Analogy: Think about the relationship between daily temperature (X) and daily ice cream sales (Y).
Joint Distribution: This tells you the probability of two things happening at once, like P(Temp=85°, Sales=200). It's a table or function that gives the probability for every possible pair of outcomes.
Independence: Two variables are independent if they have nothing to do with each other. For example, ice cream sales and the number of traffic jams in another city are likely independent. Knowing one tells you nothing about the other.
Covariance: This measures how two variables move together. For temperature and ice cream sales, the covariance would be positive, because when temperature goes up, sales tend to go up too. If covariance is negative, one tends to go up when the other goes down.
Key Formula(s):
Independence: X and Y are independent if P(X=x, Y=y) = P(X=x) * P(Y=y) for all x and y.
Covariance: Cov(X,Y) = E[XY] - E[X]E[Y].
Variance of a Sum: Var(X+Y) = Var(X) + Var(Y) + 2*Cov(X,Y). If X and Y are independent, their covariance is 0, so Var(X+Y) = Var(X) + Var(Y).
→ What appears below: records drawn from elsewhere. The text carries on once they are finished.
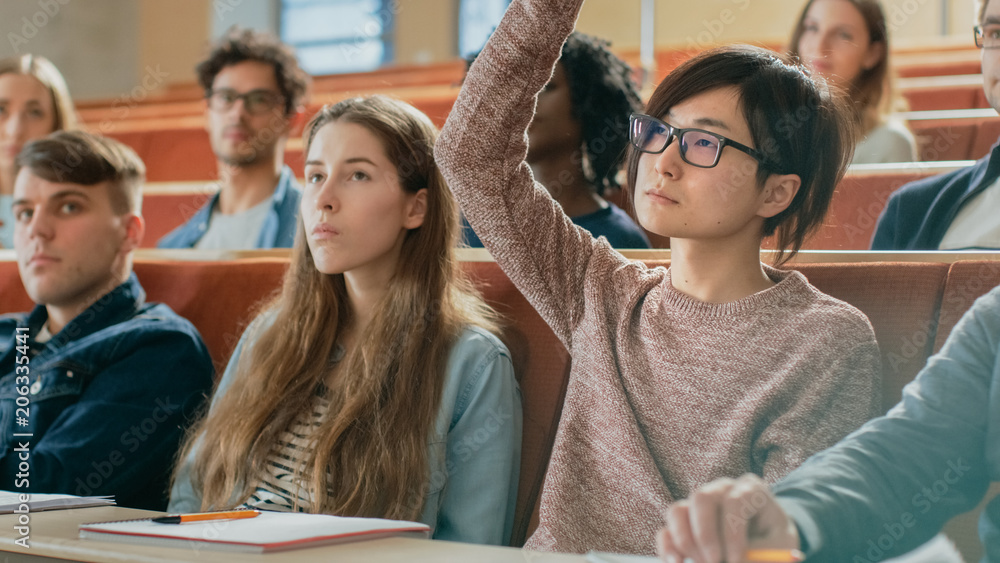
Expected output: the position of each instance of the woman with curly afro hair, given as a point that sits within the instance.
(578, 138)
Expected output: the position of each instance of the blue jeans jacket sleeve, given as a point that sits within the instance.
(117, 414)
(893, 483)
(483, 450)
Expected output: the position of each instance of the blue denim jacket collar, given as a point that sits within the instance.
(116, 306)
(278, 230)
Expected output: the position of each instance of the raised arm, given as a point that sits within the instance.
(482, 151)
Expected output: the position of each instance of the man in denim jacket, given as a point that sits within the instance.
(95, 384)
(253, 91)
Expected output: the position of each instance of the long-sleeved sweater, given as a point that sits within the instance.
(666, 392)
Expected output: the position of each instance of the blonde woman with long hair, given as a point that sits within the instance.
(34, 101)
(847, 43)
(373, 385)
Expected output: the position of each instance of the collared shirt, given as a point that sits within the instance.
(277, 231)
(107, 397)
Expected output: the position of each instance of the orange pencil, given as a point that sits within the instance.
(775, 555)
(201, 516)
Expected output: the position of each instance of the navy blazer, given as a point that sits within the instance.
(918, 215)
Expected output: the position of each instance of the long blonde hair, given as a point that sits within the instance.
(42, 70)
(872, 95)
(369, 456)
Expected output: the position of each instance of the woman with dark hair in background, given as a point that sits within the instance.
(34, 101)
(847, 42)
(578, 138)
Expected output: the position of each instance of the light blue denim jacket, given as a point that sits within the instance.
(474, 450)
(7, 218)
(278, 230)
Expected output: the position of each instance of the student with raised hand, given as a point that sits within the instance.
(719, 365)
(364, 389)
(34, 101)
(578, 137)
(885, 489)
(847, 42)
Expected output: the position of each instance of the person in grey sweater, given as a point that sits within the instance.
(883, 490)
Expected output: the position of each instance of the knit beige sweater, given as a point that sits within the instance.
(666, 393)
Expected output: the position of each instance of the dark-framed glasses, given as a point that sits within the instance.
(255, 101)
(987, 36)
(697, 147)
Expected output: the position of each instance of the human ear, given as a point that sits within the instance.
(416, 210)
(874, 55)
(779, 192)
(135, 228)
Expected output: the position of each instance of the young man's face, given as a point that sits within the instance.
(71, 246)
(245, 133)
(991, 57)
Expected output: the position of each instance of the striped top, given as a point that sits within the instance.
(278, 489)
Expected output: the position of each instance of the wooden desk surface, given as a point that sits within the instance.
(54, 535)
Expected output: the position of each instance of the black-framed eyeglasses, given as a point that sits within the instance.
(987, 36)
(255, 101)
(698, 147)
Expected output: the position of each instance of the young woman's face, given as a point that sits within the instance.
(26, 114)
(835, 42)
(354, 209)
(676, 199)
(554, 130)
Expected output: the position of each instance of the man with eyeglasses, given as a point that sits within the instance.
(253, 89)
(958, 210)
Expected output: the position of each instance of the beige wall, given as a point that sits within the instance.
(173, 38)
(93, 43)
(705, 22)
(426, 31)
(127, 48)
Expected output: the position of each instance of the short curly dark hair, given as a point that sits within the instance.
(239, 45)
(603, 93)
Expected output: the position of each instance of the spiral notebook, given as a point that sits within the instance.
(271, 531)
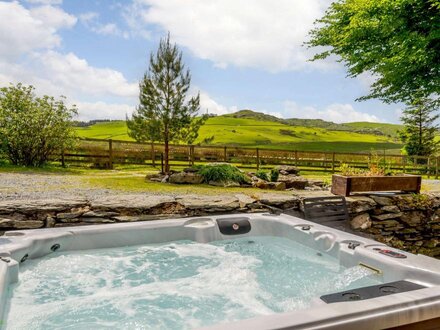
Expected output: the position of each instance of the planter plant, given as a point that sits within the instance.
(374, 180)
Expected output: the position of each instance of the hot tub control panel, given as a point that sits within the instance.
(371, 291)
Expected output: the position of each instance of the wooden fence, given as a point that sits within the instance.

Tutor's Note: Independence implies zero covariance. However, zero covariance does not imply independence. This is a classic exam question! You can have a strong non-linear relationship where the covariance is zero.
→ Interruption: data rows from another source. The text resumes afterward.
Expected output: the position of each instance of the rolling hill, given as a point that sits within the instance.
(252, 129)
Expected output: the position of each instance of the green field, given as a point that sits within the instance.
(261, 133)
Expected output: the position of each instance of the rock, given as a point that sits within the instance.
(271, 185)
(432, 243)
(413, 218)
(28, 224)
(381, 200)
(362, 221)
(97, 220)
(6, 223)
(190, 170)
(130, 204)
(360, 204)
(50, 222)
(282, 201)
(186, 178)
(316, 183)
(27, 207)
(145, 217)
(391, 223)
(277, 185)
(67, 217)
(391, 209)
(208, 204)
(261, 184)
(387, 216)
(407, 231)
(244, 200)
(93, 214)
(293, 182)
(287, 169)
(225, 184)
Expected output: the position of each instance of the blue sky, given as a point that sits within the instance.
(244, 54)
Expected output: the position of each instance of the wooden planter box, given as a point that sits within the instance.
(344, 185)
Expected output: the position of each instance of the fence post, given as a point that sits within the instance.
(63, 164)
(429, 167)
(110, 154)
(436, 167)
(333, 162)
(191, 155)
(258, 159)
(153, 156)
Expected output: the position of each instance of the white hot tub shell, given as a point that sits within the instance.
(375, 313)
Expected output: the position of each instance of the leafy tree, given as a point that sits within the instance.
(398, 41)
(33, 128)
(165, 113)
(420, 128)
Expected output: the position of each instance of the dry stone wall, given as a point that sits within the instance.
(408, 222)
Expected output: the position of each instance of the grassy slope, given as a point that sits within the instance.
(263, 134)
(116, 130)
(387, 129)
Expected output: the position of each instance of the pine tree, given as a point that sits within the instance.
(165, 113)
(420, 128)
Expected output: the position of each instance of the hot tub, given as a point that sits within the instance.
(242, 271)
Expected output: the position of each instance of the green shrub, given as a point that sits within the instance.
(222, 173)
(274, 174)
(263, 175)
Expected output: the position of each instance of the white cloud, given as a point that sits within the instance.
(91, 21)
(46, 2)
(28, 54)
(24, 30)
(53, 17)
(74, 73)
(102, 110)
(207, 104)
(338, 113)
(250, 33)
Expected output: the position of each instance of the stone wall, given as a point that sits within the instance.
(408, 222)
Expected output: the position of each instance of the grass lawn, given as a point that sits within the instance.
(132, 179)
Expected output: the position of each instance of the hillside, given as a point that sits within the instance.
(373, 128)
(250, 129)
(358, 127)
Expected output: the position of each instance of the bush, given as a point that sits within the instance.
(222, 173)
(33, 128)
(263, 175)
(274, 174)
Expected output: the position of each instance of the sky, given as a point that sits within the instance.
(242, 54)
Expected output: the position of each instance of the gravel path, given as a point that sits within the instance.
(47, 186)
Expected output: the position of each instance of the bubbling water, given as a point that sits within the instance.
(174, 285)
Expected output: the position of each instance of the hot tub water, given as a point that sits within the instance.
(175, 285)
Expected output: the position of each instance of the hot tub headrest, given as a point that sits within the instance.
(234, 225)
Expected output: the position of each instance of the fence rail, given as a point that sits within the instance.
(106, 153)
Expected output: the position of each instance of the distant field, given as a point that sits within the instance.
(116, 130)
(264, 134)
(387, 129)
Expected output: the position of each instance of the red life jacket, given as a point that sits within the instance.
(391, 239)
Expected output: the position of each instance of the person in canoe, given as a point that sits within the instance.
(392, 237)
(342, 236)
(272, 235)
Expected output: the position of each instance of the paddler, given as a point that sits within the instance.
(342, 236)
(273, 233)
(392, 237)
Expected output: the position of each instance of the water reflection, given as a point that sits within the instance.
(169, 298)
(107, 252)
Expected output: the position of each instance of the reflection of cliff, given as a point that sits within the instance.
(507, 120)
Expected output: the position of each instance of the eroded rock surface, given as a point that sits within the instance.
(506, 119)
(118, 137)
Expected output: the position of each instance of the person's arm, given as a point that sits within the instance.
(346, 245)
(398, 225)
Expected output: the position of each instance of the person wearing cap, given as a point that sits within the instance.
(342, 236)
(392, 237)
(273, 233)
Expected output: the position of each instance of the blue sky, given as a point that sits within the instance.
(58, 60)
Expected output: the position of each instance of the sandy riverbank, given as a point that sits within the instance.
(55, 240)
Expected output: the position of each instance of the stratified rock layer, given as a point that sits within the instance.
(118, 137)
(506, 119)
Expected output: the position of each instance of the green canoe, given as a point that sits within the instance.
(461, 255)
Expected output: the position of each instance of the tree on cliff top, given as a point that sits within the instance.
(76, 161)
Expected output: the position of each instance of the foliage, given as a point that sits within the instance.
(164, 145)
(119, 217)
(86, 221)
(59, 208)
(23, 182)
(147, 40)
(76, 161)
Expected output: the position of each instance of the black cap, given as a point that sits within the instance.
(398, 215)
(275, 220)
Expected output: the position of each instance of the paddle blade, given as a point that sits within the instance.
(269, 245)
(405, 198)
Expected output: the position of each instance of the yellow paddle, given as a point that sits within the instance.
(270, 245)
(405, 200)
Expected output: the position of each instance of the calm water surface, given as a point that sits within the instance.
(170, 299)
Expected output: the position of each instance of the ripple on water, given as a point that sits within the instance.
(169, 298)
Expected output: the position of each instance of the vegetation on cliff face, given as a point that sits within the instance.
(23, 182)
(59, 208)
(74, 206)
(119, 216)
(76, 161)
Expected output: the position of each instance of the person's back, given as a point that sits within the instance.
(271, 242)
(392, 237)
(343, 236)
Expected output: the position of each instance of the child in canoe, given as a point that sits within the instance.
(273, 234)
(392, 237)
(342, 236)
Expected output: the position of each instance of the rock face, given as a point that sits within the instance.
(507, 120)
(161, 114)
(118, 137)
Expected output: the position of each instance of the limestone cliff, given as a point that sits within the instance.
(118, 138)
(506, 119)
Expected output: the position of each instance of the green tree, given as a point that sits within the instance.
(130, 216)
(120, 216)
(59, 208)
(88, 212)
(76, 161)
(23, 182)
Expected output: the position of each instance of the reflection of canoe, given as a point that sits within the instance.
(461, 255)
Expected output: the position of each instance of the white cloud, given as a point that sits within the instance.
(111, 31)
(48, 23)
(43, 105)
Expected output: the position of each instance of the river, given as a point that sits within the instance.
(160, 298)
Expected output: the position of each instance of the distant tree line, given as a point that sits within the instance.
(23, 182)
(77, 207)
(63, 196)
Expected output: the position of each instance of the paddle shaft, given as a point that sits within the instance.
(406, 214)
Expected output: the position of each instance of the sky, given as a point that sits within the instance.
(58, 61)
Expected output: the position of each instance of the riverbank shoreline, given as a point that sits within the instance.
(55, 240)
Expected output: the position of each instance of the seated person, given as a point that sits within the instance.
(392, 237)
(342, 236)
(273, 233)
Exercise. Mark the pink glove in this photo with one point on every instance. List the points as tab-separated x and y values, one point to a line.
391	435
Session 6: Continuous Distributions

This session moves from countable outcomes (like 1, 2, 3 heads) to a continuous range of outcomes (like height, weight, or time).
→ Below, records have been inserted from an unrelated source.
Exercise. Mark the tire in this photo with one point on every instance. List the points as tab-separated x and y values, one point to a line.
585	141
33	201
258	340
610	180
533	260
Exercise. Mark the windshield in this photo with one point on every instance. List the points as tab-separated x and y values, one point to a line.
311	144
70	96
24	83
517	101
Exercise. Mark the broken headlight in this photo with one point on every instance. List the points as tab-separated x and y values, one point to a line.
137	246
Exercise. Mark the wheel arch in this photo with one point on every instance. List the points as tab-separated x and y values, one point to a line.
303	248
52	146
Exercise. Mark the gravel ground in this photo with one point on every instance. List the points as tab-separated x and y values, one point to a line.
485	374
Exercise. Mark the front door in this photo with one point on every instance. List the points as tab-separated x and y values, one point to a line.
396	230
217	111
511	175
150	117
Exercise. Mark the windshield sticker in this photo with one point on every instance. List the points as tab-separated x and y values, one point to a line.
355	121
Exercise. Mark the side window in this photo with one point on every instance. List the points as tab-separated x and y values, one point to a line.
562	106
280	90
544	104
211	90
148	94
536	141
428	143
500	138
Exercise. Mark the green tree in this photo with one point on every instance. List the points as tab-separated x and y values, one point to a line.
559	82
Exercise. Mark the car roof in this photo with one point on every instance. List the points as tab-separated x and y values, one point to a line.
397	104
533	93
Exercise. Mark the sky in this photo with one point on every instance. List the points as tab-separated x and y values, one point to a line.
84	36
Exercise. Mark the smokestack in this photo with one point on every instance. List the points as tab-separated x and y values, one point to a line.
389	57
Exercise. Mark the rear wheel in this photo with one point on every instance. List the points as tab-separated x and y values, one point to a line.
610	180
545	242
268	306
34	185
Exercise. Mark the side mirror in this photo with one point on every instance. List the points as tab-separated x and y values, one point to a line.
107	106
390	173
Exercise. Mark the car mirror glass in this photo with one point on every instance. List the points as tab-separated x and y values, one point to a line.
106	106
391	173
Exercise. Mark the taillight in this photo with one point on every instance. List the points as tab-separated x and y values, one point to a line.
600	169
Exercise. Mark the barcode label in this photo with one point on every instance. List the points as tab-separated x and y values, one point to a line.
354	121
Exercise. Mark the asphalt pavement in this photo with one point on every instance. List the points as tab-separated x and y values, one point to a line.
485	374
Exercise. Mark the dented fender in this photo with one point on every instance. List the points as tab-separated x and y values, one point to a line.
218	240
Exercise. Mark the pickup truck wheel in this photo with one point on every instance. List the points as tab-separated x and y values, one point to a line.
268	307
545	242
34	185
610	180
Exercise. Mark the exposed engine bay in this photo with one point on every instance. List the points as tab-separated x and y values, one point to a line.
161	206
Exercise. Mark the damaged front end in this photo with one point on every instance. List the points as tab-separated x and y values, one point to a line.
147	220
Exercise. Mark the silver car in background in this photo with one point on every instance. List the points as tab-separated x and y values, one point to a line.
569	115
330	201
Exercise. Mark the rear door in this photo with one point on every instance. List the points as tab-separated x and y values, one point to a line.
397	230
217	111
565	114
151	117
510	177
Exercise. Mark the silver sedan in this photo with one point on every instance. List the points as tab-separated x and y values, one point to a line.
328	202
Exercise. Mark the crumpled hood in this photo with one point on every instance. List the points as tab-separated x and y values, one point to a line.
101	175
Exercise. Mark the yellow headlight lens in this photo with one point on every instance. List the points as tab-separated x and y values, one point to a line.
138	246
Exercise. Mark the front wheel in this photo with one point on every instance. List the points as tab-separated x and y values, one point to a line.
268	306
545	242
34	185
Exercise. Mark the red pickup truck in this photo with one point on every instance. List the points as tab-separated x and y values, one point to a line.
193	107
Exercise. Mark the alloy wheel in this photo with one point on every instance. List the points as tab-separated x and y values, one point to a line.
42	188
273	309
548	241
The Gist: How to handle probabilities when the outcome can be any value within a range.
Analogy:
Probability Density Function (PDF): Imagine spreading a kilogram of sand along a 1-meter line. The probability of the outcome being in a certain interval is the weight of the sand in that interval. The PDF is the density (height) of the sand at any given point. Where the sand pile is higher, outcomes are more likely. For a continuous variable, the probability of getting exactly one specific value is zero, just as a single, infinitely thin line of sand has zero weight. You can only measure the weight (probability) over an interval (area).
Key Formula(s):
The probability of X being between a and b is the area under the PDF curve: P(a ≤ X ≤ b) = ∫[a,b] f(x) dx.
The total area under the PDF must equal 1: ∫[-∞,∞] f(x) dx = 1.
Expectation: E[X] = ∫[-∞,∞] x * f(x) dx.
Variance: Var(X) = E[X²] - (E[X])², where E[X²] = ∫[-∞,∞] x² * f(x) dx.
Tutor's Note: Notice the parallel between discrete and continuous formulas! The summation sign Σ from the discrete cases is simply replaced by the integral sign ∫ for continuous cases. The logic is the same; you are still summing up all the possibilities, just over a continuous range instead of distinct points.